While there are a ton of great single page sites out there, there are also a lot of hybrid type sites. They give the impression of a single page, but by using ajax, modal windows, and the like, they actually contain multiple pages of content.

The Dang & Blast site is a great example of this.

dang and blast hybrid site

These can be a great solution if you just can’t quite get everything to fit in a single page.

Some sites sort of “cheat” when it comes to the single page. They have a single page for their main website, but then have a blog on another domain (sometimes a Tumblr or WordPress.com hosted site). There’s nothing wrong with this, and it can be a way to keep your message on your main site focused, without giving up the benefits of having a blog.


Best practices for single page sites

Most of the principles of good design are still applicable in single page sites, as they are with any good website design. But there are some additional things you need to keep in mind, some of which have already been touched on above.

Keep it simple

Trying to make a design that’s too complex for the content you’re trying to present isn’t doing you or your users any favors. Instead, simplify both your design and your content as much as possible, while still presenting what you need.

peter toth

Navigation links are still helpful

Just because users can scroll to navigate your website, doesn’t mean that’s the most user-friendly way to do so. This is especially true if you have a long page with many sections. Unless there’s a very good reason not to include them, adding navigation links to particular sections makes your site more user-friendly.

fraud force navigation

Divide up your content

A single page doesn’t mean everything has to be one long section. In fact, it shouldn’t be. Divide your content into logical chunks and sections so that users can better find what they’re looking for.

liftoff sections

Do something with all that background

Single page sites tend to have large backgrounds.

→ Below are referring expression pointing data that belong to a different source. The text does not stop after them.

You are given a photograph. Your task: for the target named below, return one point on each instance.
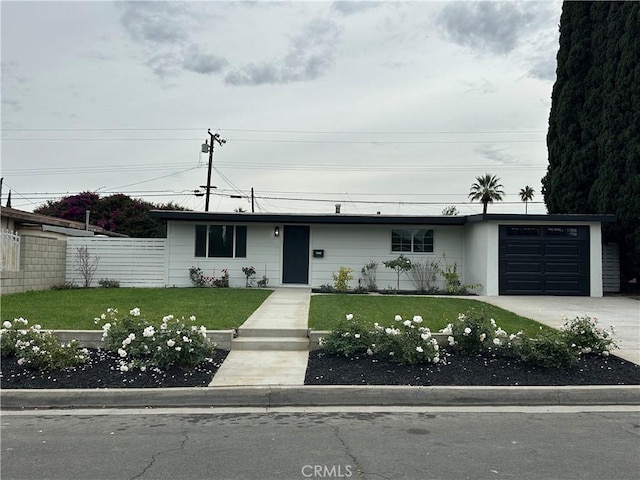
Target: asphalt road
(415, 443)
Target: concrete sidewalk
(621, 312)
(272, 347)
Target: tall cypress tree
(594, 124)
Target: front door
(295, 258)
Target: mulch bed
(102, 371)
(476, 370)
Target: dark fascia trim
(542, 218)
(283, 218)
(348, 219)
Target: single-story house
(503, 254)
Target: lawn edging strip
(339, 395)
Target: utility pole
(215, 137)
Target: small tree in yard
(424, 274)
(86, 266)
(399, 265)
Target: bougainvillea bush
(37, 348)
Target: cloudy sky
(391, 107)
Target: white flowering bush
(348, 339)
(37, 348)
(141, 344)
(405, 341)
(474, 333)
(563, 348)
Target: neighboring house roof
(22, 219)
(342, 219)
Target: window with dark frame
(418, 240)
(221, 241)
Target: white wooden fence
(134, 262)
(10, 251)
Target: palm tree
(526, 195)
(486, 189)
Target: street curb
(317, 396)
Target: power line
(323, 132)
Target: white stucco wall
(351, 246)
(354, 246)
(481, 265)
(595, 262)
(263, 252)
(473, 247)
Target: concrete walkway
(272, 347)
(621, 312)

Granted, sometimes those backgrounds are left plain or with a repeating pattern; but other one page sites take advantage of all that space to do something creative. This can also help to divide up your content, as already mentioned. Your background doesn’t have to be one single image. It can be a series of images, if that fits your content better.

new york background


Resources for your single page sites

There are hundreds of resources, including templates, for single page sites out there; but here we’ll focus on the ones that stand out.

Pure CSS Parallax Scrolling: This article from Keith Clark explains how to create a parallax scrolling technique using only CSS. This is a great option if you don’t want to use JavaScript (or don’t really know how).

Skrollr: “Parallax scrolling for the rest of us”. It’s a stand-alone library that works with mobile and desktop. There’s no jQuery required, just plain old JavaScript.

Stellar.js: Stellar.js is another easy to use parallax scrolling library. It offers a lot of configuration options and iOS support.

One Page Website Wireframes: This set of wireframes for single page designs can be a great starting point if you’re unsure of how to structure your site. They’re free to download. There’s a second set you can download here.

One Page Love: One Page Love is the premier one page website gallery, with more than 5000 example sites, and adding more all the time. They also feature tons of templates and other resources.

Start Bootstrap: Start Bootstrap has a large selection of free one-page Bootstrap themes. There are themes for agencies, freelancers, portfolios, landing pages, and more.

One Page Love Templates: In addition to their extensive gallery, One Page Love also offers both free and premium templates.

One Page Mania: One Page Mania offers up a gallery of both unique sites and templates you can download or purchase.



Single page designs can be an excellent option for a lot of different kinds of websites. While they’re not the be-all and end-all of small site design, they are worth considering on many projects. Consider the reasons for using a single page, and then consider the reasons not to, and decide from there.